I am developing a program in Python that accesses a MySQL database using MySQLdb. In certain situations, I have to run an INSERT or REPLACE command on many rows. I am currently doing it like this:
db.execute("REPLACE INTO " + table + " (" + ",".join(cols) + ") VALUES" +
",".join(["(" + ",".join(["%s"] * len(cols)) + ")"] * len(data)),
[row[col] for row in data for col in cols])
It works fine, but it is kind of awkward. I was wondering if I could make it easier to read, and I found out about the executemany command. I changed my code to look like this:
db.executemany("REPLACE INTO " + table + " (" + ",".join(cols) + ") " +
"VALUES(" + ",".join(["%s"] * len(cols)) + ")",
[tuple(row[col] for col in cols) for row in data])
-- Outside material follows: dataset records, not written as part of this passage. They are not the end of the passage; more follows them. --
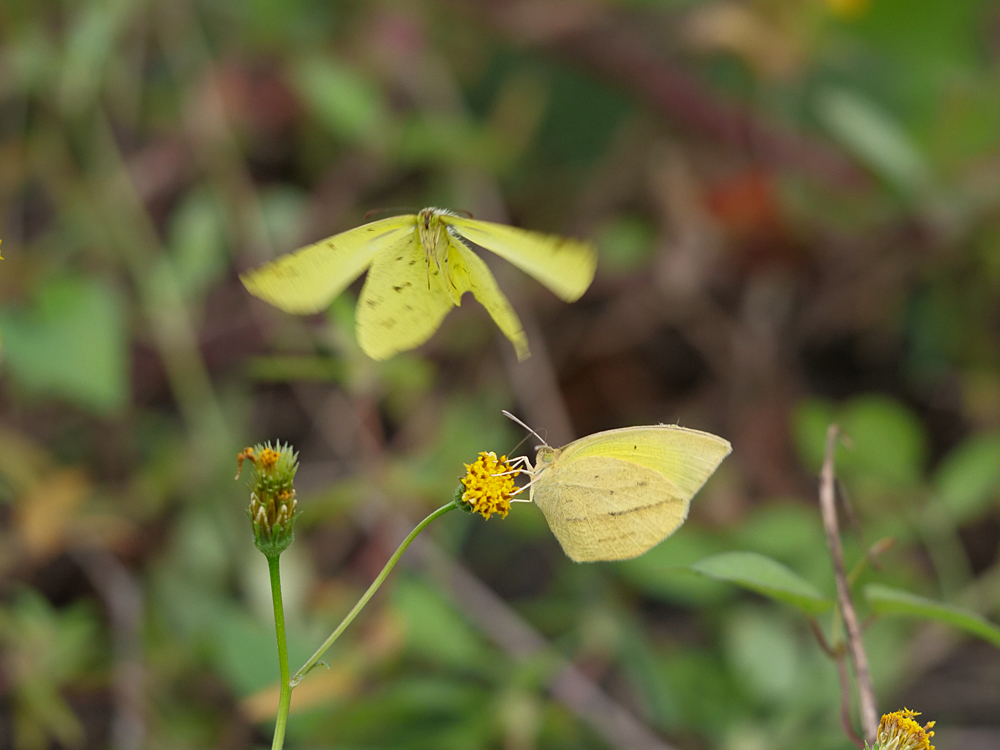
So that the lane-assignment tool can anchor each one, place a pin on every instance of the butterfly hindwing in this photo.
(615, 494)
(403, 300)
(470, 273)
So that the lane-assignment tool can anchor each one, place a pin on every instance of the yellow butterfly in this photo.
(419, 266)
(613, 495)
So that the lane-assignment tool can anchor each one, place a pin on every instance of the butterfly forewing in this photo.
(309, 279)
(615, 494)
(403, 301)
(686, 457)
(563, 265)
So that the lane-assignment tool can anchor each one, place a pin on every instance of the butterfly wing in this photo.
(616, 494)
(403, 301)
(563, 265)
(308, 280)
(469, 273)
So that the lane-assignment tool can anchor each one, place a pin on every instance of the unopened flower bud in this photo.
(272, 508)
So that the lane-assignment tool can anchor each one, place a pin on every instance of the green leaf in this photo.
(887, 441)
(72, 344)
(874, 137)
(889, 601)
(968, 479)
(345, 102)
(765, 576)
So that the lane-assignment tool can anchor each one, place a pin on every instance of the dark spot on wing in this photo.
(638, 509)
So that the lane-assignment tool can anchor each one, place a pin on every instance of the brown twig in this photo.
(569, 685)
(845, 701)
(837, 654)
(855, 646)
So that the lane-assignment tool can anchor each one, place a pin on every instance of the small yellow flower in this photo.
(489, 485)
(898, 731)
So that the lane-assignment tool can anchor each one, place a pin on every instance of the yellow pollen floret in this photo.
(489, 484)
(898, 731)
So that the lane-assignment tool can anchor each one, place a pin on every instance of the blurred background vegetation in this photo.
(797, 207)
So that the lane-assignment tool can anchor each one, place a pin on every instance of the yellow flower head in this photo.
(898, 731)
(489, 485)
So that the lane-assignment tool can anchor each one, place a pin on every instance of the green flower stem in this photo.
(285, 700)
(368, 594)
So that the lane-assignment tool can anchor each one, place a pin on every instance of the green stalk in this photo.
(368, 595)
(285, 699)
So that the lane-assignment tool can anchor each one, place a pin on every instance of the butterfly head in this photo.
(431, 231)
(545, 456)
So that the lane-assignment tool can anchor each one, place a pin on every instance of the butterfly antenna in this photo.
(519, 444)
(515, 419)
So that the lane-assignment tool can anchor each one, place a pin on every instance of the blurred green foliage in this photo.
(796, 206)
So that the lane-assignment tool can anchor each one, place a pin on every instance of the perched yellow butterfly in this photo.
(419, 266)
(613, 495)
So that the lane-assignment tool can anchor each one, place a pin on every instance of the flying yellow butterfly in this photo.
(419, 266)
(613, 495)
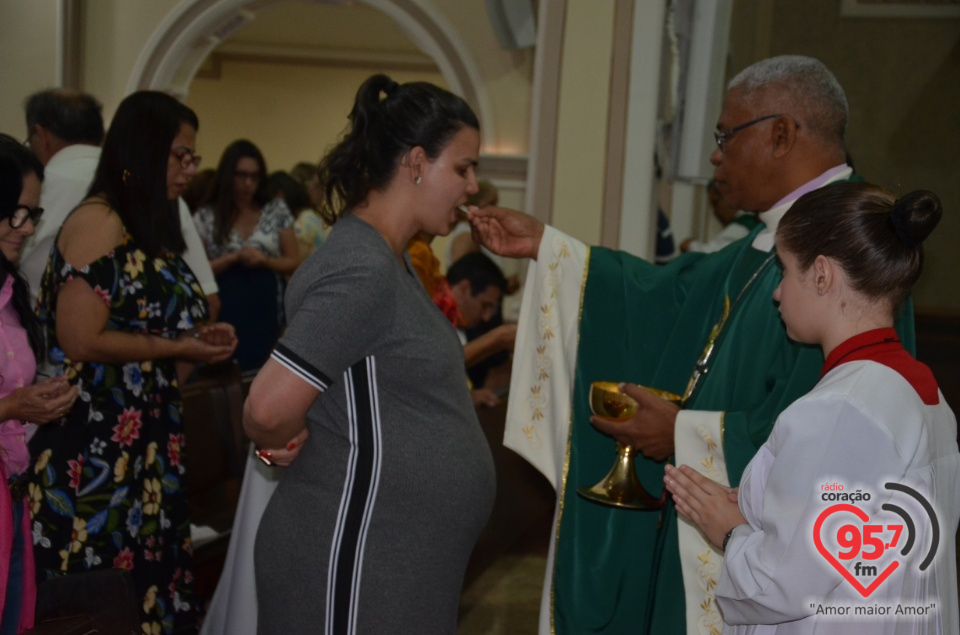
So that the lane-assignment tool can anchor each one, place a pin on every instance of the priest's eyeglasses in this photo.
(721, 137)
(22, 213)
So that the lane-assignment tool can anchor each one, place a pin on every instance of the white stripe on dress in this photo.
(375, 484)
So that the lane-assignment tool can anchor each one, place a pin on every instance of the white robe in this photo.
(862, 426)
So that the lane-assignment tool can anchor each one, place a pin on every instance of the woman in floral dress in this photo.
(119, 307)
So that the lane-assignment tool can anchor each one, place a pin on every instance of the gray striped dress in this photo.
(371, 528)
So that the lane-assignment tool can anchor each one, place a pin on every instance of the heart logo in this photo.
(862, 515)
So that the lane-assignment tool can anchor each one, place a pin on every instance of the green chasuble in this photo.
(617, 570)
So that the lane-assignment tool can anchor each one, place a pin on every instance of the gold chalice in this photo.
(621, 488)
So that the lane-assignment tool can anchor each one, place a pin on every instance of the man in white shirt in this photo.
(64, 130)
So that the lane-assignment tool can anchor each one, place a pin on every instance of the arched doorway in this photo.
(172, 56)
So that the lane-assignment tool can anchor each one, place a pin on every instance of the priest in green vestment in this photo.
(593, 314)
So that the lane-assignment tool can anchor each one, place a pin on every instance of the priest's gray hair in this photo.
(804, 88)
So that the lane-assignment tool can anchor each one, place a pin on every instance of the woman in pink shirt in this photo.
(21, 401)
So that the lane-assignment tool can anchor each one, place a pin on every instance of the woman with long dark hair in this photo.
(21, 401)
(251, 245)
(119, 308)
(372, 526)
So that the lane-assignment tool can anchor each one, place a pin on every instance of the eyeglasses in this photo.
(186, 157)
(721, 137)
(22, 213)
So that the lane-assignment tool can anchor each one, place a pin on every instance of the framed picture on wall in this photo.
(900, 8)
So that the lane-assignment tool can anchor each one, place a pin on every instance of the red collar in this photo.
(884, 347)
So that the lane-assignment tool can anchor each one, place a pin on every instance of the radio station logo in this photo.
(866, 551)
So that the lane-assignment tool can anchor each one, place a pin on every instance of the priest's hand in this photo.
(506, 232)
(650, 431)
(707, 504)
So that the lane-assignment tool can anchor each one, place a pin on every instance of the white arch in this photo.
(171, 57)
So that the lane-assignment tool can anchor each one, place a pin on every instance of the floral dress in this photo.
(108, 486)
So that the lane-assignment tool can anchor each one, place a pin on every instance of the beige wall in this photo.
(902, 78)
(583, 119)
(28, 35)
(291, 112)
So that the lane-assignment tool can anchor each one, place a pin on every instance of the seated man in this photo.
(477, 284)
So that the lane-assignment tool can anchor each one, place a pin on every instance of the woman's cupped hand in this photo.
(210, 343)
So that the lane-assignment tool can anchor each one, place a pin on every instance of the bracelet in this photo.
(726, 539)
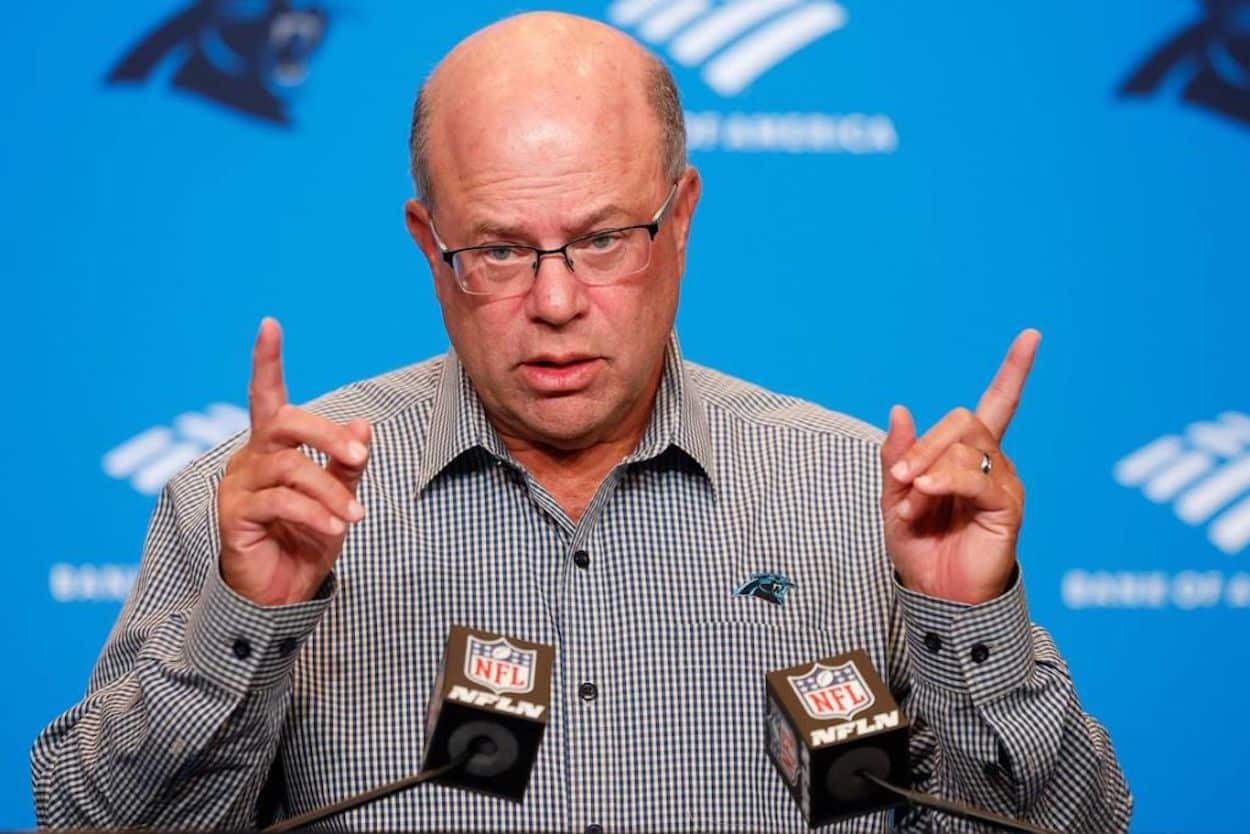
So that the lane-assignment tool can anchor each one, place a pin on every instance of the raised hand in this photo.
(951, 527)
(281, 517)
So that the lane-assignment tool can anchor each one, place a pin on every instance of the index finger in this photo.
(999, 401)
(266, 393)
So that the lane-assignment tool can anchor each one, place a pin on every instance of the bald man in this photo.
(563, 475)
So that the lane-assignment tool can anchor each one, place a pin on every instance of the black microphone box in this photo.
(491, 698)
(826, 722)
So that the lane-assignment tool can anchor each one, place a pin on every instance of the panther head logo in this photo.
(1213, 54)
(244, 54)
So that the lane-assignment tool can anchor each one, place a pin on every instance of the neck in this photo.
(573, 475)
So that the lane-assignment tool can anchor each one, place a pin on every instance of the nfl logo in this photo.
(499, 665)
(830, 693)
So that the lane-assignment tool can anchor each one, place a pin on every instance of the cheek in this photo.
(483, 333)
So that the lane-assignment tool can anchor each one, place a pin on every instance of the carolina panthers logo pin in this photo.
(768, 587)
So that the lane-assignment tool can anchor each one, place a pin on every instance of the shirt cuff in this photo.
(244, 647)
(984, 650)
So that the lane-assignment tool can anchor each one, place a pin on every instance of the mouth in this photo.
(560, 374)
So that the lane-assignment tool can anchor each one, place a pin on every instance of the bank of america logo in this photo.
(1205, 473)
(149, 459)
(734, 43)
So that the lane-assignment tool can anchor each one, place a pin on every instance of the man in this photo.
(564, 477)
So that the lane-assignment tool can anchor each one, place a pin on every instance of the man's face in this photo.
(566, 364)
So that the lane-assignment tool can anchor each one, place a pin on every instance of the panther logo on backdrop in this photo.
(246, 55)
(1211, 58)
(733, 44)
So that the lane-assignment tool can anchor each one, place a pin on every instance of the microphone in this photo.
(826, 722)
(491, 700)
(839, 740)
(480, 734)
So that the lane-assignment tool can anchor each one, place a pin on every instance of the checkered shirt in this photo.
(181, 728)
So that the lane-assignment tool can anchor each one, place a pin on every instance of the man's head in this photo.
(533, 131)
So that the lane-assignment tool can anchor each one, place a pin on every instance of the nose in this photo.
(556, 295)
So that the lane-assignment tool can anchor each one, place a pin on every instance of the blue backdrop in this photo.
(891, 191)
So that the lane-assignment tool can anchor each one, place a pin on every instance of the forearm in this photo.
(185, 737)
(1006, 729)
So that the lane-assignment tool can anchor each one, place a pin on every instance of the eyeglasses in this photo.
(601, 256)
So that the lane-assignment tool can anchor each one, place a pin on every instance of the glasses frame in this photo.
(653, 228)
It still worked, but it ran a lot slower. In my tests, for relatively small data sets (about 100-200 rows), it ran about 6 times slower. For big data sets (about 13,000 rows, the biggest I am expecting to handle), it ran about 50 times slower. Why is it doing this?
I would really like to simplify my code, but I don't want the big drop in performance. Does anyone know of any way to make it faster?
I am using Python 2.7 and MySQLdb 1.2.3. I tried tinkering with the setinputsizes function, but that didn't seem to do anything. I looked at the MySQLdb source code and it looks like it shouldn't do anything.